For GPU-backed serving, memory often limits capacity before raw compute does. Track maximum resident model memory, activation memory, and concurrent batch memory separately.
Autoscaling
Autoscale on serving-specific signals, not only CPU:
- Request rate.
- Queue depth.
- Inference latency.
- GPU utilization and memory.
- Model load time.
- Feature lookup latency.
- Timeout rate.
Large models make scale-from-zero risky because cold start can take minutes. Keep warm capacity for latency-critical models.
Degradation Ladder
Define fallback behavior before incidents.
Each step should be explicit about user impact. A "safe default" for fraud may be manual review; a "safe default" for recommendations may be popular content.
Failure Modes
Model Load Failure
A new artifact cannot be loaded because of incompatible runtime, missing dependency, wrong tensor shape, or corrupt artifact.

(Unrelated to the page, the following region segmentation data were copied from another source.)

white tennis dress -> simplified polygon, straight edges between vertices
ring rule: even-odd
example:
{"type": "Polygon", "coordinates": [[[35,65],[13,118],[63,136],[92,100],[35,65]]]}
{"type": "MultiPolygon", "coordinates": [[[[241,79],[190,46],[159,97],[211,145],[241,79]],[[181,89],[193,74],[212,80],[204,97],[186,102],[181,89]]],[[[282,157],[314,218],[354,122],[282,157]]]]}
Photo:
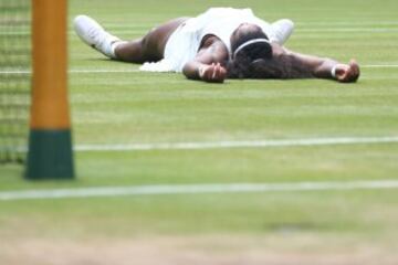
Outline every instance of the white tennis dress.
{"type": "Polygon", "coordinates": [[[230,38],[242,23],[259,25],[271,42],[283,44],[272,25],[256,18],[251,9],[211,8],[178,26],[166,43],[165,57],[156,63],[145,63],[140,71],[182,72],[186,63],[197,55],[202,39],[209,34],[218,36],[231,53],[230,38]]]}

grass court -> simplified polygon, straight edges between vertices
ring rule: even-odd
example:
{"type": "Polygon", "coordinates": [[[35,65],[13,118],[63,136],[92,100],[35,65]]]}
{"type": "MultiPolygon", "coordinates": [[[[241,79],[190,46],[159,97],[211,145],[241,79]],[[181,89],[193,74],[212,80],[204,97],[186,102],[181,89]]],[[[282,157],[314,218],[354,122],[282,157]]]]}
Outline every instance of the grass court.
{"type": "MultiPolygon", "coordinates": [[[[395,0],[70,1],[123,38],[210,7],[290,18],[293,51],[355,57],[357,84],[227,81],[140,73],[84,45],[70,28],[77,179],[29,182],[0,167],[6,191],[159,184],[397,181],[395,0]],[[332,139],[327,145],[172,148],[184,142],[332,139]],[[159,145],[171,148],[157,148],[159,145]],[[137,150],[149,145],[149,150],[137,150]],[[82,150],[130,146],[134,150],[82,150]],[[88,148],[90,149],[90,148],[88,148]],[[138,148],[139,149],[139,148],[138,148]]],[[[221,142],[221,144],[220,144],[221,142]]],[[[397,264],[397,189],[0,200],[0,264],[397,264]]]]}

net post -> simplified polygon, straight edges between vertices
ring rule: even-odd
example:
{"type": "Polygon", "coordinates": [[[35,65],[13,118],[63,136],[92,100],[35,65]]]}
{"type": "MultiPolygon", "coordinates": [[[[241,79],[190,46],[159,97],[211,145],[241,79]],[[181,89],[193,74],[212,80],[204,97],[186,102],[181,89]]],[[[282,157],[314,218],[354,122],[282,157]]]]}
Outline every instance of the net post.
{"type": "Polygon", "coordinates": [[[67,0],[32,0],[33,78],[27,179],[73,179],[67,0]]]}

Mitigation: validate artifacts before promotion, use staged rollout, keep previous model loaded until the new model passes health checks.
Feature Fetch Timeout
The model server is healthy but upstream feature retrieval fails.
Mitigation: enforce strict timeouts, define fallback features, use cached features when safe, and measure feature-store availability separately.
Tail Latency Collapse
Average latency is fine, but p99 rises during bursts because queues grow faster than workers drain them.
Mitigation: queue limits, load shedding, admission control (Backpressure), separate pools for expensive models, and capacity tests at expected burst size.
Silent Wrong Model
The service deploys a valid model artifact that belongs to the wrong dataset, segment, or feature schema.
Mitigation: require model cards or metadata checks, schema compatibility gates, artifact hashes, and model-version logging on every prediction.
Deployment Patterns
| Pattern | Use when | Watch out for |
|---|---|---|
| Blue-green | Need fast rollback of whole model service | Double capacity |
| Canary | Want gradual live validation | Weak signal at low traffic |
| Shadow | Need compare without user impact | Shadow feature load can still affect dependencies |
| Multi-armed bandit | Optimization objective is measurable quickly | Can exploit short-term proxy metrics |
| Rules fallback | Model can fail open or fail closed safely | Rule path may drift from model path |
Operational Metrics
| Layer | Metrics |
|---|---|
| Request | QPS, p50/p95/p99 latency, timeout rate, error rate |
| Queue | Queue depth, wait time, dropped requests |
| Model | Inference time, model load time, version, memory usage |
| Hardware | CPU/GPU utilization, GPU memory, accelerator errors |
| Features | Lookup latency, freshness, miss rate |
| Quality | Online guardrails, delayed labels, drift, calibration |
Key Takeaways
- Model serving is a production service with model-specific failure modes.
- Roll out model artifacts independently from application code.
- Prediction logs are required for monitoring, debugging, and retraining.
- Batching improves throughput but must be managed against p99 latency.
- Always design fallback behavior before deployment.